Deep xVA - speeding-up derivative pricing

This project took place in summer term 2022, you CAN NOT apply to this project anymore!

Results of this project are explained in detail in the final report.

About KPMG

Our teams include around 12,500 people working at 26 locations in Germany. We stand for diversity and a culture of mutual respect and appreciation. This means our teams have varied and complex skills, allowing us to perform interdisciplinary work on innovative matters and also manage large projects. We are looking for talented individuals who want to work with us to tackle the challenges of tomorrow.

In our subcluster ‘Risk & Treasury’ in Financial Services we advise our clients – esp. banks, insurance companies and corporates – on the measurement and management of all risk types (credit risk, market risk, operational risk, liquidity risk, etc.) and on treasury matters. While the main focus is still essentially on approved traditional methodologies and machine learning (ML) approaches, we are helping our clients with the identification and development of more advanced ML- or AI-based use cases with a positive business case and regulatory conformity. This includes e.g. proof of concept, prototyping and succeeding implementation of such ML and AI methods with the aim of increasing efficiency and economical benefit in the client’s organization.

About the project

Would you like to make a meaningful contribution bringing Deep Learning into Derivative Pricing?

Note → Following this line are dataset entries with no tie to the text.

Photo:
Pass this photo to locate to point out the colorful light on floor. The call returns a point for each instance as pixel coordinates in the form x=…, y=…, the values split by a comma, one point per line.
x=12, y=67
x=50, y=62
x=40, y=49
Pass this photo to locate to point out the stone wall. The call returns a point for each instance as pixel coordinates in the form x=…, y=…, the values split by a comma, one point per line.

Problem: The value of a derivative corresponds to the discounted expectation of its payoff which is usually calculated under the risk-neutral measure. However, the risk-neutral value does not account for various risks and costs that are associated with derivative trading, e.g. the risk of default (counterparty credit risk), funding costs, or the cost of capital. To capture these risk factors and costs in the pricing process financial institutions compute valuation adjustments, (e.g. Credit Valuation Adjustment (CVA), Funding Valuation Adjustment (FVA), or Capital Valuation Adjustment (KVA)).  As the calculation of these so called “xVAs” requires a large number of simulations and is therefore extremely computationally intensive and time-consuming, they are not usable in intraday processes (e.g. pricing, pre-deal checks). Instead, financial institutions rely only on very rough approximations.

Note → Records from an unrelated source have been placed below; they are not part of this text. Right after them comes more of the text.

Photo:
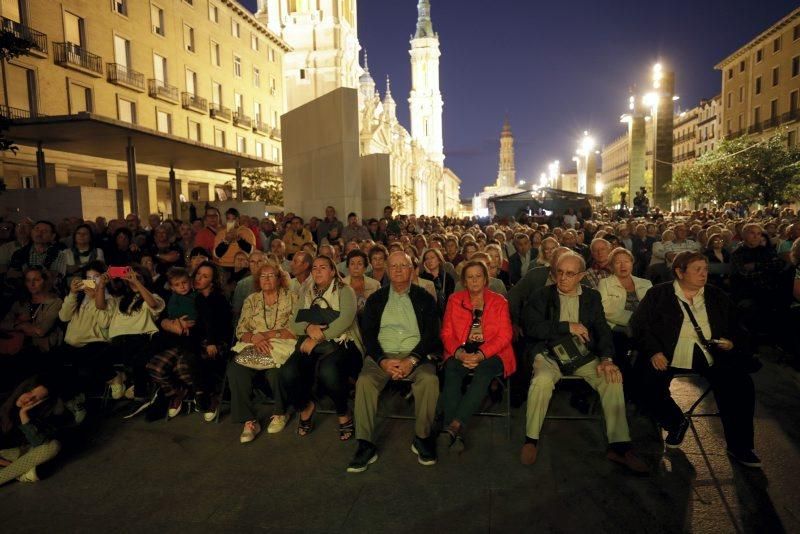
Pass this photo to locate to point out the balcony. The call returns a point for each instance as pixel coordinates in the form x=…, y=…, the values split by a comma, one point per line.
x=73, y=56
x=124, y=76
x=242, y=120
x=9, y=113
x=37, y=40
x=162, y=91
x=193, y=102
x=221, y=113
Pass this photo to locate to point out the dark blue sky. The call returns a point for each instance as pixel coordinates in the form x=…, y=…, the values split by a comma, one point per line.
x=557, y=68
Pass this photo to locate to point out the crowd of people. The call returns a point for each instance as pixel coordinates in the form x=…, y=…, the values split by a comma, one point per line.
x=155, y=314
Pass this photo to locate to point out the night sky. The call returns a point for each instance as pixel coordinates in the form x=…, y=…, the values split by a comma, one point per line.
x=556, y=68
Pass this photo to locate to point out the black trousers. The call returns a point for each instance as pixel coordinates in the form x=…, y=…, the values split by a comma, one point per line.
x=733, y=390
x=330, y=367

With the help of a neural network, the calculation of an (incremental) XVA can be speed up to allow faster and precise (intraday) pricing and hence improve risk measurement to give the bank a competitive advantage. This approach if solved well has the potential to revolutionize derivative pricing!

Objective: First, you will simulate a portfolio of interest rate and foreign exchange products with the help of our subject matter experts. Then, guided by our Machine Learning team you will develop a deep learning approach to approximate current CVA, FVA and KVA valuation functions based on the simulated portfolio with the aim to speed up xVA calculation while maintaining a reasonable valuation accuracy.

Accepted students to this project should attend (unless they have proven knowledge) online workshops at the LRZ from 19.04. - 22.04.22. More information will be provided to students accepted to this project.